STONY BROOK, NY, March 22, 2023 – Clinicians and other professionals trying to stop the opioid crisis in the United States need all the tools they can to accurately identify communities at risk of large increases in deaths from opioid use and prevent deaths. A study led by a team of computer scientists at Stony Brook University and published in Nature Digital Medicine presents a unique approach using artificial intelligence (AI) and social media posts to predict opioid mortality rates. The findings revealed that a sophisticated AI algorithm was able to predict opioid death rates – going back from previous years 2011 to 2107 – much more accurately than using traditional information researchers and clinicians often use, such as prior rates in communities and socio-economic measures.
According to the National Center for Health Statistics, the U.S. has been tackling an opioid epidemic for more than two decades. And age-adjusted opioid-related deaths have increased by some 350 percent over the 20 years of 1999 to 2020.
Lead Author Matthew Matero (PhD student in Computer Science at Stony Brook), senior author H. Andrew Schwartz (Associate Professor in Computer Science) and National Institute on Drug Abuse Data Scientist Salvatore Giorgi created TrOP (Transformer for Opioid Prediction), a new model for community-specific trend projections that uses community-specific social media language, along with past opioid-related mortality data to predict future changes in opioid-related deaths.
According to the authors, TrOP builds on recent advances in sequence modeling, namely transformer networks, to use changes in yearly language on Twitter, and past mortality, to project the following year’s mortality rates in many U.S counties.
This graphic shows the actual opioid-related death rate for the years 2015 to 2017 to be in line with the predicted TrOP model version in Orange County, Florida.
Credit: Matthew Matero, Stony Brook University, Computer Science
They used language data derived from the County Tweet Lexical Bank, a dataset that contains word usage on Twitter collected from more than 2,000 U.S. counties starting from 2011. They built yearly topics or groupings that appeared together for each county from 2011 to 2017.
Using this language data as a central point, they combined it with data queried from the Centers for Disease Control and Prevention to gather the yearly opioid-related deaths per county. They then limited the full dataset to only U.S. counties that reported opioid-related deaths for all of the years 2011 to 2017. This totaled data from 357 counties, which includes some 212 million people thus nearly two-thirds the population of the U.S.
This method predicted rates of opioid-related deaths that actually took place in the future with surprising accuracy.
“The main result of this study was in fact a statistical evaluation of how well our AI model’s predictions lined up with what really happened, and doing this without assuming any particular language used in social posts should equate to mortality,” explains Schwartz.
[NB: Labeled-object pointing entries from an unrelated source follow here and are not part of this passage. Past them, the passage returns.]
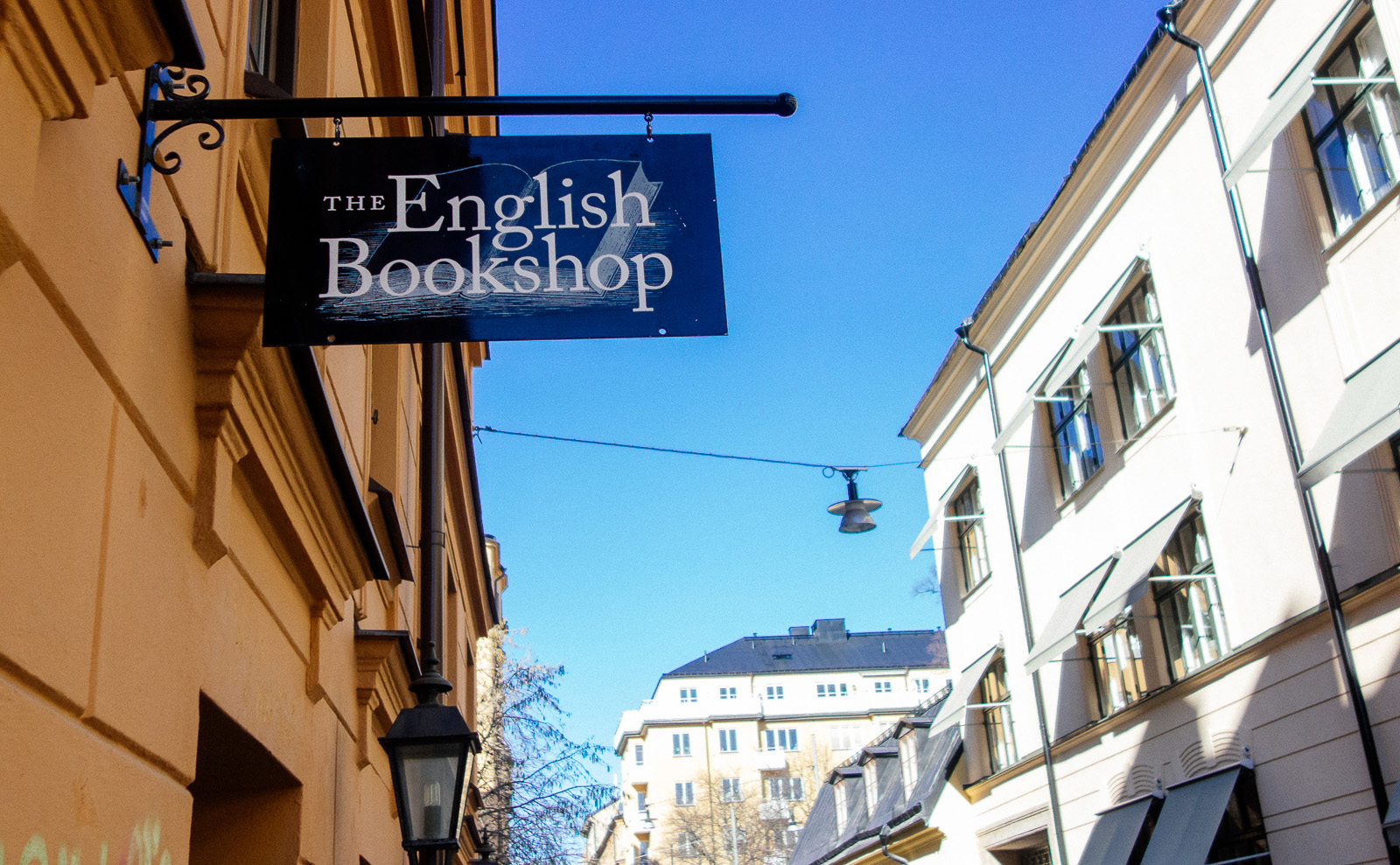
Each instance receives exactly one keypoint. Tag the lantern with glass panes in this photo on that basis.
(431, 752)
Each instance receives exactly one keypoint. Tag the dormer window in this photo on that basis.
(839, 790)
(872, 788)
(909, 762)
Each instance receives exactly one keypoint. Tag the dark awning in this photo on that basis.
(1367, 415)
(1392, 822)
(1059, 633)
(1190, 818)
(1127, 581)
(1122, 832)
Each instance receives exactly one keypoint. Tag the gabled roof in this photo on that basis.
(937, 755)
(907, 430)
(826, 645)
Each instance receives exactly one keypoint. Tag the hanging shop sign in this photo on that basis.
(492, 238)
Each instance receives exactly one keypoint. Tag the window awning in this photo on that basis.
(1127, 581)
(1059, 631)
(1392, 823)
(940, 514)
(924, 534)
(1367, 415)
(1190, 818)
(1287, 100)
(1028, 405)
(1122, 832)
(1068, 360)
(956, 701)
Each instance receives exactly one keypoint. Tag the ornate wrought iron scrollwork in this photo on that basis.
(175, 84)
(172, 80)
(209, 140)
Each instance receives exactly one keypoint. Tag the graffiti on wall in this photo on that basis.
(142, 848)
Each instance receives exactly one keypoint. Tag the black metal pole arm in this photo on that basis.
(781, 105)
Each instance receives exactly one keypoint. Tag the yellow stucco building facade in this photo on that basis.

They found that the proposed model of predicting opioid-related deaths forecasted the actual yearly death rates within 1.15 deaths per 100,000 people, only a 3 percent absolute mean percent error.
Schwartz and his co-authors recognize the morbidity and mortality around opioid use and its prevention is a complex issue.
“Community-specific predictions are just one line of attack on what is a very complex problem that certainly needs a multifaceted and evolving response,” says Schwartz. “What this work with TrOP provides is the potential for more accurate predictions for opioid-related deaths, which would give professionals and community leaders the ability to better prepare and target areas where there is likely to be an increase in mortality.”
They will continue to assess this AI model in different ways in order to test its accuracy. And given that social media and its wording continues to change and evolve, so to TrOP may have to be adjusted and updated in order to predict opioid-related deaths in communities across the country.
The authors suggest public health officials and those seeking to address the opioid epidemic try to deploy such an AI model to improve their existing community assessments to get a better idea of the direction of the epidemic in communities and regions in the coming year or years.
They also urge that any such algorithm using an AI model with social posts should include a replication of the empirical data findings and external validity checks, and that “all results should always be taken in consultation with other evidence of community opioid-related death risks.”